Ach, ich könnte Dir noch lange erzählen von den guten und bösen Seiten, die der Beruf einer Hausfrau mit sich bringt. Eigentlich ist es kein Beruf, es ist eine Pflicht; eine selbstverständliche, liebe Pflicht. Sie erfordert Liebe, Hingabe, Treue, wie es eine jede Aufgabe erfordert, auf der Segen und Gedeihen ruhen soll. Ich glaube, es ist uns Frauen so eigen, daß wir unser ganzen Können einsetzen, um dieser Aufgabe mit Zufriedenheit und Stolz gerecht zu werden. Ich denke, daß jede richtige Frau diesen Ehrgeiz besitzt. Und zu wissen, alles geschieht, um einem geliebten Menschen das Leben schön und liebenswert zu machen, zu wissen, daß er sich wohl fühlt in diesem Heim, daß er es dir dankt mit frohem, zufriedenem Blick — das ist doch die schönste Aufgabe, die sich ein[e] Frau wünschen kann.

Nun will ich schlafen, Liebster! Froh und zufrieden über das, was ich heute geleistet habe — und Du! Daß ich dabei immer an Dich dachte, Liebster!  Gut Nacht!

Deine [Hilde].


am Sonntag.

Herzallerliebster, Du mein [Roland]!

Welch große, heimliche Freude hast Du in mir angezündet!

[D]u, Liebster! Ich danke Dir so sehr für Deinen Brief und auch für den vom Donnerstag, Du! Sag, was sollen nun alle dürren Worte sagen, ausrichten, über der großen Freude, die zu mir gekommen ist?

Du kommst! Du kommst! Alles andere drängen die beiden Worte zurück. Du wirst am Dienstag bei mir sein! Ganz gewiß, Du! Ich glaube daran! Du bist uns allen herzlichst willkommen! Sollst Dich nicht stören lassen, wenn Du ein bissel in die Reinemacherei hineingerätst, meinte Mutsch!

Ach Du!
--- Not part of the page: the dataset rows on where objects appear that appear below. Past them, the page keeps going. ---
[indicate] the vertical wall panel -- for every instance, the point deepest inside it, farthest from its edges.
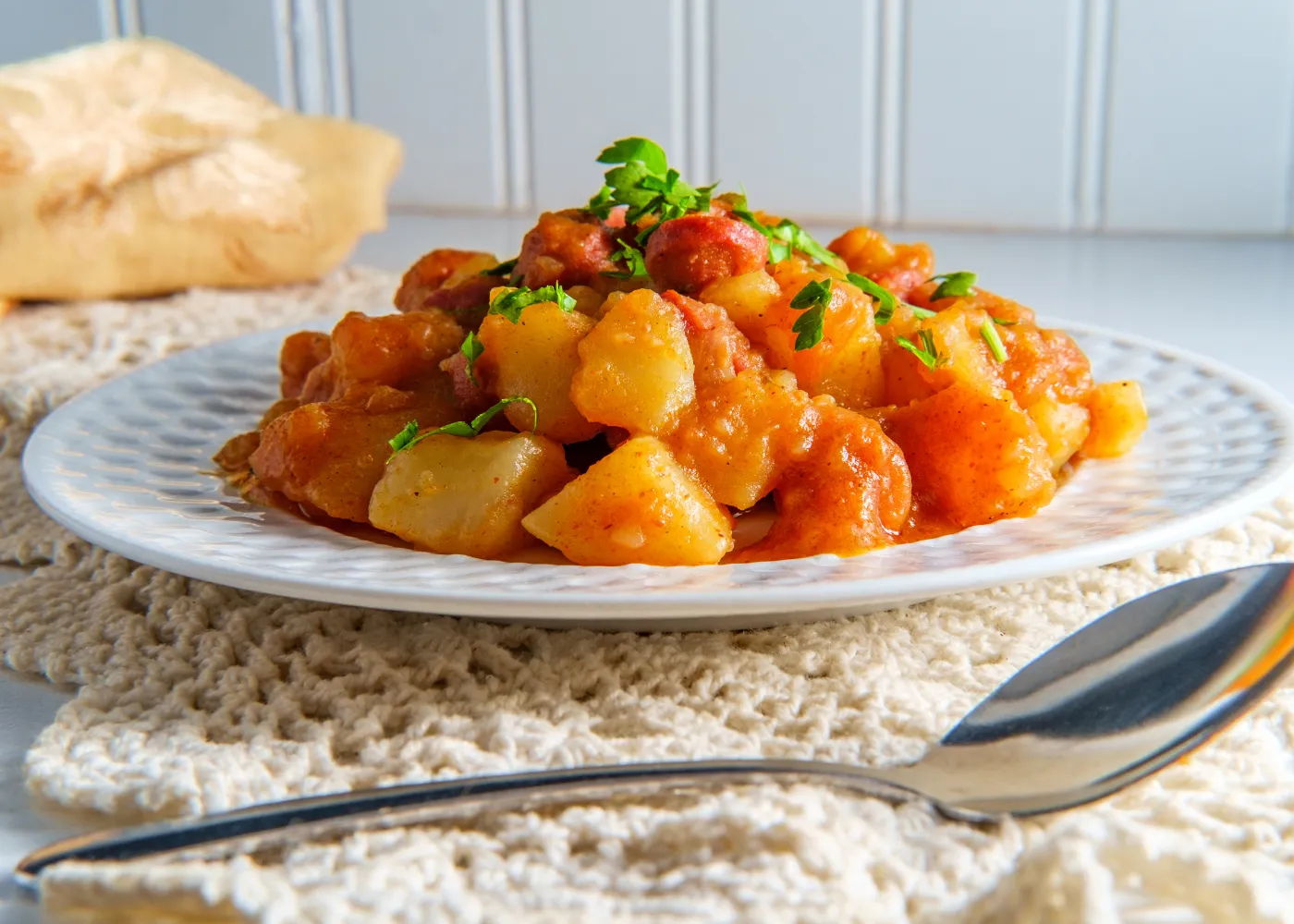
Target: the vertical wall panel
(601, 70)
(993, 112)
(237, 35)
(430, 73)
(30, 30)
(1200, 119)
(795, 103)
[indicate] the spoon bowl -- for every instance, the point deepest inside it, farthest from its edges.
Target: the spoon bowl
(1125, 697)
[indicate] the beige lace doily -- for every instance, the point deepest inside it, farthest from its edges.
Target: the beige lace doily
(198, 698)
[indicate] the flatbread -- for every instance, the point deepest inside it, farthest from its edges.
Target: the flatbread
(133, 168)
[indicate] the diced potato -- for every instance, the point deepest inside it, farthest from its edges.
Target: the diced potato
(1118, 419)
(636, 367)
(536, 358)
(586, 300)
(958, 341)
(468, 497)
(1064, 427)
(401, 351)
(741, 433)
(847, 362)
(746, 298)
(330, 455)
(974, 453)
(634, 505)
(853, 493)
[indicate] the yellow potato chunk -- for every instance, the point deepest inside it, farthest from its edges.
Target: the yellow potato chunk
(636, 368)
(974, 453)
(634, 505)
(536, 358)
(1118, 419)
(468, 497)
(746, 298)
(1064, 427)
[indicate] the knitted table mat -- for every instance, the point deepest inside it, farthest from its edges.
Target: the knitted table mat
(198, 698)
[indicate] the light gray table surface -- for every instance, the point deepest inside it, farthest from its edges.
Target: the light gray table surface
(1229, 299)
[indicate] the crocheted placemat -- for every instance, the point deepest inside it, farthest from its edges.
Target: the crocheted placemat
(198, 698)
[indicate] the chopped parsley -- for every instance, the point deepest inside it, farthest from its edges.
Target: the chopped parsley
(812, 300)
(501, 270)
(989, 332)
(927, 354)
(953, 285)
(510, 303)
(885, 300)
(472, 349)
(646, 184)
(409, 436)
(785, 237)
(636, 268)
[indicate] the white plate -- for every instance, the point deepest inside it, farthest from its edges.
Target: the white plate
(128, 466)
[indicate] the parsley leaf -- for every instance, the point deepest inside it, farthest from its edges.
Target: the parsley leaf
(885, 300)
(644, 184)
(812, 299)
(785, 237)
(409, 436)
(636, 267)
(472, 349)
(989, 332)
(953, 285)
(510, 304)
(646, 151)
(501, 270)
(927, 354)
(817, 293)
(404, 439)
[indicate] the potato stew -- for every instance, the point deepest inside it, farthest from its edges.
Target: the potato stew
(660, 362)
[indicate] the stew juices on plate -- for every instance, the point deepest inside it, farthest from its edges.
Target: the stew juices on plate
(653, 367)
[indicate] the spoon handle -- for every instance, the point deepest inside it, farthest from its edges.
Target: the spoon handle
(295, 820)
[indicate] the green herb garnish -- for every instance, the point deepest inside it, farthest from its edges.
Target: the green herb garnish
(633, 261)
(501, 270)
(510, 304)
(644, 184)
(409, 436)
(812, 300)
(927, 354)
(989, 332)
(885, 300)
(472, 349)
(953, 285)
(404, 439)
(785, 238)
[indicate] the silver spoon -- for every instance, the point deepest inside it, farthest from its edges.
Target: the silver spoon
(1138, 688)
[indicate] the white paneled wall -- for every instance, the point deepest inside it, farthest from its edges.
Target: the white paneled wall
(1162, 116)
(993, 113)
(1200, 116)
(601, 70)
(431, 73)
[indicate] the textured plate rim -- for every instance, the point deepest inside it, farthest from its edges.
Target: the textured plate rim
(612, 607)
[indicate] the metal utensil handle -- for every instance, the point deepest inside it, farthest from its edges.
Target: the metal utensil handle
(387, 807)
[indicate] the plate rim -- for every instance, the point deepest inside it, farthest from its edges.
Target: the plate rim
(615, 607)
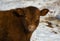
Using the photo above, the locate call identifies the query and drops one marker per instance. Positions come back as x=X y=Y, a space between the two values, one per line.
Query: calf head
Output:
x=31 y=17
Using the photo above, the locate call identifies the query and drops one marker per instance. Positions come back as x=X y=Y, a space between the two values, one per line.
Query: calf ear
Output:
x=44 y=12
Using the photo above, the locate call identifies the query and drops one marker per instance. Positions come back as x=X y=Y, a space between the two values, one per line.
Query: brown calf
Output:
x=19 y=24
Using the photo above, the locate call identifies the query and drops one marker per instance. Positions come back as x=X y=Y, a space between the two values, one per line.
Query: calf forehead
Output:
x=31 y=11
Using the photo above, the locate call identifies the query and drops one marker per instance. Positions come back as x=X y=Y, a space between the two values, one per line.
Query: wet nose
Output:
x=32 y=28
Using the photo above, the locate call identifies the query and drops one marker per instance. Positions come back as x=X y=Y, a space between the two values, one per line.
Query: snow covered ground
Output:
x=49 y=26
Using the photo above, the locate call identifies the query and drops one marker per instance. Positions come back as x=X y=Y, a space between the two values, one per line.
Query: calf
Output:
x=19 y=24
Uns können sie doch Stumpf und Stiehl [sic] in den Weg legen — wir steigen halt Hand in Hand drüber und lachen uns immer noch glücklich in die Augen, weil wir nur beisammen sind! Ich hab [sic] ja so viel mit geschafft und ich schaffe noch morgen, daß bald eine Ende wird. Ja, Liebster! Ich arbeite meinen Urlaub heraus, den ich für 1. u. 2. Mai eingegeben habe! Ob die Sonne scheinst, ob der Himmel weint — wenn ich nur Dich habe, so habe ich Wärme und Sonnenschein genug, Herzallerliebster, Du!

Nun komm, mein Prinz Sonnenstrahl! Komm ins Dornröschenschlo[ß], es ist gesäubert bis in seine Grundmauern! Das Dornröschen wird diesmal ganz tief schlafen, ein Kuß nur wird es kaum erwecken!

Du? Ist Dir nicht bange, daß Du am Ende den bösen Zauber nicht brechen kannst?

Wie es duftet draußen, nach Frühling — die Kirschbäume blühn [sic], immer mehr Blätter drängen zum Licht. Du, die schönste Zeit ist angebrochen; sag, empfindest Du auch die Herrlichkeit, die Seligkeit im Herzen in diesem Frühling so mächtig wie nie zuvor? Ich bin so voller Glückseligkeit, so voller Sehnsucht nach Dir! Komm Liebster, Herzallerliebster!

Ich liebe Dich so sehr! Ich küsse Dich! Du, mein Sonnenstrahl!

Behüt Dich Gott! Komm bald zu Deiner [Hilde].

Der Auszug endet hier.